So I had a micro PC that was running one of my core services and it only supports NVMe drives. Unfortunately, this little guy cooked itself and I’m not in a position to replace the drive. The system is still good and is fairly powerful, so I want to be able to reuse it.
I’m thinking I want to set up some kind of netboot appliance on another server to be able to allow me to boot the system without ever having a local disk. One thing I want to is run some docker images (specifically Frigate) but i wont be able to write anything to persistent storage locally. NFS shares are common in my setup.
Is it even possible to make a ‘gold image’ of a docker host and have it netboot?
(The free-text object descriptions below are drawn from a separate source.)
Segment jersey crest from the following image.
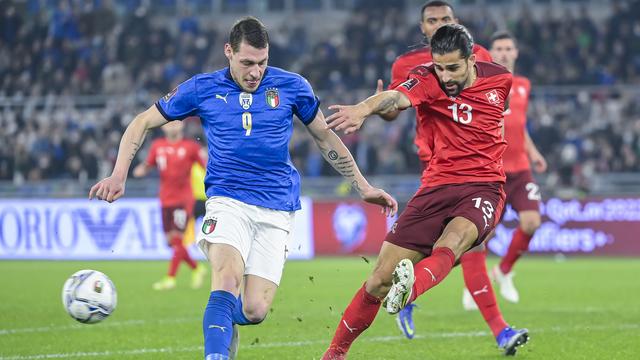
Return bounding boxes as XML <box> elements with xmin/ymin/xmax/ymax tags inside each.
<box><xmin>265</xmin><ymin>88</ymin><xmax>280</xmax><ymax>108</ymax></box>
<box><xmin>485</xmin><ymin>89</ymin><xmax>500</xmax><ymax>105</ymax></box>
<box><xmin>239</xmin><ymin>92</ymin><xmax>253</xmax><ymax>110</ymax></box>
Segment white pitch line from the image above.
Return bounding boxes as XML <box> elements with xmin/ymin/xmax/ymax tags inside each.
<box><xmin>0</xmin><ymin>306</ymin><xmax>617</xmax><ymax>336</ymax></box>
<box><xmin>1</xmin><ymin>323</ymin><xmax>638</xmax><ymax>360</ymax></box>
<box><xmin>0</xmin><ymin>317</ymin><xmax>198</xmax><ymax>336</ymax></box>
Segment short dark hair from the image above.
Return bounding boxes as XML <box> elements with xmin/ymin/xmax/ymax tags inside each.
<box><xmin>229</xmin><ymin>16</ymin><xmax>269</xmax><ymax>53</ymax></box>
<box><xmin>430</xmin><ymin>24</ymin><xmax>474</xmax><ymax>59</ymax></box>
<box><xmin>421</xmin><ymin>1</ymin><xmax>455</xmax><ymax>20</ymax></box>
<box><xmin>489</xmin><ymin>30</ymin><xmax>517</xmax><ymax>48</ymax></box>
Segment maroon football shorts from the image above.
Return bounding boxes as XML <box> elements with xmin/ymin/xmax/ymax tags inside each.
<box><xmin>386</xmin><ymin>182</ymin><xmax>506</xmax><ymax>256</ymax></box>
<box><xmin>161</xmin><ymin>206</ymin><xmax>189</xmax><ymax>233</ymax></box>
<box><xmin>504</xmin><ymin>170</ymin><xmax>541</xmax><ymax>213</ymax></box>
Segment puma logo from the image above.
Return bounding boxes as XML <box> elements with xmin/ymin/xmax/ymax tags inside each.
<box><xmin>424</xmin><ymin>267</ymin><xmax>436</xmax><ymax>282</ymax></box>
<box><xmin>342</xmin><ymin>320</ymin><xmax>357</xmax><ymax>333</ymax></box>
<box><xmin>472</xmin><ymin>285</ymin><xmax>489</xmax><ymax>296</ymax></box>
<box><xmin>215</xmin><ymin>93</ymin><xmax>228</xmax><ymax>103</ymax></box>
<box><xmin>208</xmin><ymin>324</ymin><xmax>226</xmax><ymax>332</ymax></box>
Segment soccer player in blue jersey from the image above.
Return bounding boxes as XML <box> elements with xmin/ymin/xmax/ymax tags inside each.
<box><xmin>89</xmin><ymin>17</ymin><xmax>398</xmax><ymax>360</ymax></box>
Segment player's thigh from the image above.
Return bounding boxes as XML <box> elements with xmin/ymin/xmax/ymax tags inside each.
<box><xmin>449</xmin><ymin>182</ymin><xmax>506</xmax><ymax>250</ymax></box>
<box><xmin>385</xmin><ymin>189</ymin><xmax>450</xmax><ymax>257</ymax></box>
<box><xmin>434</xmin><ymin>217</ymin><xmax>479</xmax><ymax>258</ymax></box>
<box><xmin>244</xmin><ymin>209</ymin><xmax>293</xmax><ymax>287</ymax></box>
<box><xmin>207</xmin><ymin>243</ymin><xmax>245</xmax><ymax>294</ymax></box>
<box><xmin>197</xmin><ymin>196</ymin><xmax>254</xmax><ymax>268</ymax></box>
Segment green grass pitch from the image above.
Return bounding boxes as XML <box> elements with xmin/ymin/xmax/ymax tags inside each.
<box><xmin>1</xmin><ymin>257</ymin><xmax>639</xmax><ymax>359</ymax></box>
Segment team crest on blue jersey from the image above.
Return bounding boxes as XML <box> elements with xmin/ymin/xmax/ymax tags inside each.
<box><xmin>239</xmin><ymin>92</ymin><xmax>253</xmax><ymax>110</ymax></box>
<box><xmin>265</xmin><ymin>88</ymin><xmax>280</xmax><ymax>108</ymax></box>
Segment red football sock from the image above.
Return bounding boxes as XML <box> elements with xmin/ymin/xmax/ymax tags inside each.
<box><xmin>499</xmin><ymin>227</ymin><xmax>533</xmax><ymax>274</ymax></box>
<box><xmin>326</xmin><ymin>284</ymin><xmax>381</xmax><ymax>355</ymax></box>
<box><xmin>408</xmin><ymin>247</ymin><xmax>455</xmax><ymax>303</ymax></box>
<box><xmin>181</xmin><ymin>243</ymin><xmax>198</xmax><ymax>269</ymax></box>
<box><xmin>461</xmin><ymin>251</ymin><xmax>508</xmax><ymax>338</ymax></box>
<box><xmin>168</xmin><ymin>235</ymin><xmax>186</xmax><ymax>277</ymax></box>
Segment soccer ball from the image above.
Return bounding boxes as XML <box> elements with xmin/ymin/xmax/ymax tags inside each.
<box><xmin>61</xmin><ymin>270</ymin><xmax>117</xmax><ymax>324</ymax></box>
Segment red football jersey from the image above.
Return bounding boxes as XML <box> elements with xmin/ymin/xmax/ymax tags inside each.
<box><xmin>395</xmin><ymin>61</ymin><xmax>512</xmax><ymax>188</ymax></box>
<box><xmin>389</xmin><ymin>44</ymin><xmax>493</xmax><ymax>165</ymax></box>
<box><xmin>502</xmin><ymin>75</ymin><xmax>531</xmax><ymax>173</ymax></box>
<box><xmin>146</xmin><ymin>138</ymin><xmax>205</xmax><ymax>208</ymax></box>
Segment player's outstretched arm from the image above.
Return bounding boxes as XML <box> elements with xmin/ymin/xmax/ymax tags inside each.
<box><xmin>525</xmin><ymin>130</ymin><xmax>547</xmax><ymax>173</ymax></box>
<box><xmin>375</xmin><ymin>79</ymin><xmax>401</xmax><ymax>122</ymax></box>
<box><xmin>307</xmin><ymin>111</ymin><xmax>398</xmax><ymax>217</ymax></box>
<box><xmin>325</xmin><ymin>90</ymin><xmax>411</xmax><ymax>135</ymax></box>
<box><xmin>89</xmin><ymin>105</ymin><xmax>168</xmax><ymax>202</ymax></box>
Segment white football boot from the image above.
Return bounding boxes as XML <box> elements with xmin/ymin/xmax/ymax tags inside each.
<box><xmin>492</xmin><ymin>265</ymin><xmax>519</xmax><ymax>303</ymax></box>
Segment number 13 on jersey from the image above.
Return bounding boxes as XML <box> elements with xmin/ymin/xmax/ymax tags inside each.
<box><xmin>242</xmin><ymin>112</ymin><xmax>252</xmax><ymax>136</ymax></box>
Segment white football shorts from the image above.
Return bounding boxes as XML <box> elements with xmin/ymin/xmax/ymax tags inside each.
<box><xmin>197</xmin><ymin>196</ymin><xmax>295</xmax><ymax>286</ymax></box>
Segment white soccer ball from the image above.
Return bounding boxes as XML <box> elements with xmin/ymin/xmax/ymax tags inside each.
<box><xmin>61</xmin><ymin>269</ymin><xmax>117</xmax><ymax>324</ymax></box>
I expect that memory limitations (16GB) will be my main issue, but I’m just trying to think of how to bring this system back into use. I have two NAS appliances that I can use for backend long term storage (where I keep my docker files and non-database files anyway), so it shouldn’t be too difficult to have some kind of easily editable storage solution. I don’t want to use USB drives as persistent storage due to lifespan concerns from using them in production environments.
Id be pretty wary of using any system that “cooked” an nvme. That not the sign of an actual healthy system.
Was the failure just heat damage?
I’m actually not 100% what killed the drive. It could have been an issue with the drive wearing out, but my services didn’t write much locally and it wasn’t super old so I assume its a heat issue with a fanless micro system. I try to write everything important to my NASs so I don’t have to worry about random hardware failures, but this one didn’t have backups configured before it failed. Other than the drive issue its been solid for 1.5-2 years of near constant uptime.
Unless you are writing petabytes the nvme did not just burn “wear” out. Probably shouldn’t do anything until you figured out what caused this failure
Consumer SSDs generally only have a 200-600TBW rating, not petabytes. Its pretty easy to wear one out in a few years installed in a server.
Yeah, I didnt think that was a realistic possibility. Given that it was a bitty fan less nuc style system, I’m leaning more to a heat death as I originally surmised.
E: though another person suggested a frigate misconfig could have worn the drive out early
Is the drive totally dead? Curious what SMART would report.
My gut feeling is that it’s probably cheaper to buy a replacement m.2 than the hours of time to get netboot working but it could be a fun project!
I might be able to hook it up to a usb NVMe reader, but when I initially tried I barely got any recognition of the drive from the OS. My primary system is windows, so I might get more info from one of my linux systems, just haven’t had the fucks to give to the dead drive. As for a replacement drive, funds are scarce and time/learning is (comparatively) free. Someone else suggested kubernetes, so I might look into that to see if that can accomplish what I’m looking for.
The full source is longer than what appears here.